Turla Trojan Unearthed on Linux

I read today a Technewsorld article entitled Turla Trojan Unearthed on Linux where it is claimed that Turla, a hard-to-spot Trojan that has for years bedeviled Windows systems, has been discovered to have at least two Linux variants (spotted by Kaspersky Lab). The Linux Turla maintains stealth without requiring elevated privileges while running arbitrary remote commands. The malware cannot be discovered using netstat, a command-line administrative tool, Kaspersky Lab said, and it uses techniques that don’t require root access.

Its not clear to me from the article what the countermeasures may be, nor how the Trojan is spread. My guess is it is not too wide spread yet, and it may be used mostly by government sources wanting to hack other government sources, although I could be wrong.

See also:

Thanks. I note in that article it states:

Turla for Linux requires an ID and an existing network interface name to begin execution. These can be inputted from STDIN or from a dropper launching the sample. Once the process is launched, the backdoor’s process PID is returned.

I don’t really understand that well, but it suggests to me that this Trojan does not propagate easily and one must be tricked into installing malware to be infected. Or am I reading this wrong ?

Likewise, because the [specialist] security journalists use jargon. To me, unlike a virus that can self-propagate, a Trojan is propagated by a hacker with a keyboard and its arrival on target requires trickery either via email (worm or attachment) or clicking something on a website.

From the article, I assume the executable requires a normal UID and name of an active network interface (e.g. wlan0) before it can open a backdoor process for communication with the remote hacker/operator. That input is provided by some other agent (program or person).

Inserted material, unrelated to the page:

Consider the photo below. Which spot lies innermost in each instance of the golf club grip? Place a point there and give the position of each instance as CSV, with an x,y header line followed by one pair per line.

The remote hacker then gets access to anything at least available to the normal UID.

That seems to be my take-away, as well. This is all too vague and too much breezy jargon for me to put a lot of faith in. At this point, I question the validity and the threat potential. But, I would also keep a cautionary eye out.

And according to;

Very low risk…

And the linux version…

Under the Technical Details tab, I see a nice list of Security reminders and advice. Always good to reread lists like this to refresh your Security awareness level.